Осторожно, словно боясь, что за порогом раскинулось минное поле, я шагнула внутрь. Контрастная гостиная встретила тишиной и столпившимися по обе стороны от входа скади. Они переминались с ноги на ногу и смотрели на меня выжидающе. На меня и на сверток в моих руках. Я сглотнула и попятилась. Но было поздно — уперлась спиной в Роберта, и он мягко подтолкнул меня вперед.

На сцене, в свете софитов было неуютно. И если бы я все еще умела телепортироваться, сделала бы это непременно. Но я больше не умела. Алан же таращился на меня с интересом из светло-голубого конверта.

А потом навстречу шагнул Антон Перов. Он занимался делами скади и замещал Эрика во Владивостоке. Но сегодня был здесь. Все они были здесь.

— Сын Эрика, — сказал Антон то ли вопросительно, то ли утвердительно. Нервно улыбнулся и заглянул в конверт.

— Похож, скажи? — Эля заглянула тоже, и скоро вокруг нас столпились перешептывающиеся и шикающие друг на друга скади. Они растерянно улыбались. Вздыхали и прикладывали руки к груди. А я боялась пошевелиться и с ужасом ждала, когда эйфория радостных вестей спадет, и они поймут…

Что? Что чужая хищная будет теперь управлять их жизнью? Что придется подчиняться той, которая жестоко прогнала любимого ими вождя?

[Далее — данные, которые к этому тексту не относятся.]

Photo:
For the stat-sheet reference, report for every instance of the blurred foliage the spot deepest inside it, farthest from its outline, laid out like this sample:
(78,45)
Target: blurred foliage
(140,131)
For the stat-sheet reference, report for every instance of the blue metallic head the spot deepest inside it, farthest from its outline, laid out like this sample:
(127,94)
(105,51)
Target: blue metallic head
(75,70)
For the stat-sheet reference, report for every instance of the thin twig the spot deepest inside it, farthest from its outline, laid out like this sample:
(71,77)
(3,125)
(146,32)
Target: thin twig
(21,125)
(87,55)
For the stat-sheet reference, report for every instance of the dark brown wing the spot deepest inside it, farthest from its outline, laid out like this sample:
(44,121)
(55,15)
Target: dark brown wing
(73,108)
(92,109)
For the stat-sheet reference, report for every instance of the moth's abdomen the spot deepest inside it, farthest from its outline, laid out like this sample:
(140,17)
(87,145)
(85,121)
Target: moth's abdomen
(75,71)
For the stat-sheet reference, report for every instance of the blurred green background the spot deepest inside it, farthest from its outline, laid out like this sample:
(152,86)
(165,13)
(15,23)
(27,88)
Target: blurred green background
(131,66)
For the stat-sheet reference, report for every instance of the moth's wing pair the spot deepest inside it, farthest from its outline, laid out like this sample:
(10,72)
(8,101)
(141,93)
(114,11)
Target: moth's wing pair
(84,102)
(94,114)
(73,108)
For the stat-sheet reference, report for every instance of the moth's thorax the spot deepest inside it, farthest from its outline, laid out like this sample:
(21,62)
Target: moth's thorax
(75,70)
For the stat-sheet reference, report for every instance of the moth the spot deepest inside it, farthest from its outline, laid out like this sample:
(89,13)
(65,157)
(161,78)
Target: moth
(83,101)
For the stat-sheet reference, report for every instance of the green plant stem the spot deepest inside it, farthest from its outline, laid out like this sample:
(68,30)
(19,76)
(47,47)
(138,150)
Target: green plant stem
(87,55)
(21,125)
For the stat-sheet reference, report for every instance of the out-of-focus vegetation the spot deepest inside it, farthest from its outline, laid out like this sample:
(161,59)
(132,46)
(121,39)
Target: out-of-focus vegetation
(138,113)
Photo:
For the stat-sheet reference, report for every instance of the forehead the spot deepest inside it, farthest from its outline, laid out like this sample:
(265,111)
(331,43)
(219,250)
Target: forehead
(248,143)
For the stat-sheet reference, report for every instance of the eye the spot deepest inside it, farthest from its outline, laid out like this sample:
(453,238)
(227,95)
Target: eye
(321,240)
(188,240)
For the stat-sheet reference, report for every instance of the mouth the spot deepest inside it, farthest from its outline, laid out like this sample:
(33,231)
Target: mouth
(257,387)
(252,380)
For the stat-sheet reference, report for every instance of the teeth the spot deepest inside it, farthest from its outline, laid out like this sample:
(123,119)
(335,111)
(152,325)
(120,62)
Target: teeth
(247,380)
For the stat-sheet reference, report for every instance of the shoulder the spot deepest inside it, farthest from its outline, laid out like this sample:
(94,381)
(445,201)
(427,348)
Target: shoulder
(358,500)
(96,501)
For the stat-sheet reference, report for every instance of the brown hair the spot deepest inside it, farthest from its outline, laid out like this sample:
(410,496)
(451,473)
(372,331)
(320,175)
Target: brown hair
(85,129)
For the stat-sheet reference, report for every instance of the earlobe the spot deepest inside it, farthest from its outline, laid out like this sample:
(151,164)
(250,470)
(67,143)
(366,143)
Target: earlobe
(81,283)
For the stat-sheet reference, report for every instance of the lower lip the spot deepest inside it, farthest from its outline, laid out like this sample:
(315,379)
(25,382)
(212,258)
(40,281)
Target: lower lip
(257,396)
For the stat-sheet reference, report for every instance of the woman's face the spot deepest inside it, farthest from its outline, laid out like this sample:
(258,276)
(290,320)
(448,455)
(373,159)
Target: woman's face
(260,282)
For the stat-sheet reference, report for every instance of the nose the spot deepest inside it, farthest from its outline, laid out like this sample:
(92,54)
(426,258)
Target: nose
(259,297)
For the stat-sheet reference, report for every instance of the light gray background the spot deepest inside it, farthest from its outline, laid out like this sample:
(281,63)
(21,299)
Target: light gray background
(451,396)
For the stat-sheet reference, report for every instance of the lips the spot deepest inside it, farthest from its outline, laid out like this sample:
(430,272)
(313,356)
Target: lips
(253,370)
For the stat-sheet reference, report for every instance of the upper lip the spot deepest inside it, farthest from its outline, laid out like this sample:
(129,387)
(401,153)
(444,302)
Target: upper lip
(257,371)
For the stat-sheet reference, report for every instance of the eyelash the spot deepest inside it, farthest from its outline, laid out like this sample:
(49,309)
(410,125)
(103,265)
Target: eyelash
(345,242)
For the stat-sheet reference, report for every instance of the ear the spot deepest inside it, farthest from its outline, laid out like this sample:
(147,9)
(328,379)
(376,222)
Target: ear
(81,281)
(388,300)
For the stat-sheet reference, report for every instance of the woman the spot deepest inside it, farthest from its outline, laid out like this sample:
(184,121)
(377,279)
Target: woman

Ирония судьбы. Эрик, уходя, оставил мне свою жизнь. Сына. Племя. И кучу обязанностей, которые предстоит выполнять. Они вороньем кружили над головой, норовя наброситься и заклевать до смерти. А над ними стервятниками — страхи. Скади не примут меня. Возненавидят. И мне придется жить в одном доме с людьми, которым я не нужна.

А потом Антон развел руки в стороны, заставляя остальных отступить. Взглянул на Роба, который теперь уже стоял по правую от меня сторону, и жрец едва заметно кивнул. Скади замолчали, гостиная наполнилась тягучей, словно патока тишиной. Лишь Алан негромко кряхтел, словно пытаясь выбраться из неудобного конверта наружу — в мир, где жила его семья.

Шарканье обуви по паркету, отрывистые вздохи, яркий свет, врывающийся с улицы сквозь огромные, почти до потолка окна.

И Антон, опускающийся на одно колено. Передо мной. Перед моим сыном. В глазах — ни капли сомнения. Или ненависти. Или обиды.

— Я принимаю твою власть надо мной.

Горло щиплет, и я не могу ответить, лишь киваю, стараясь сдержать слезы. Они подходят и каждый по очереди преклоняет колени. И говорят. А я стою. Будто и не я совсем — другая, которой выпала честь. Которой доверили жизни. И дом. И святость.

А они все подходят. Взрослые, дети. И я, кажется, плачу. Или кажется?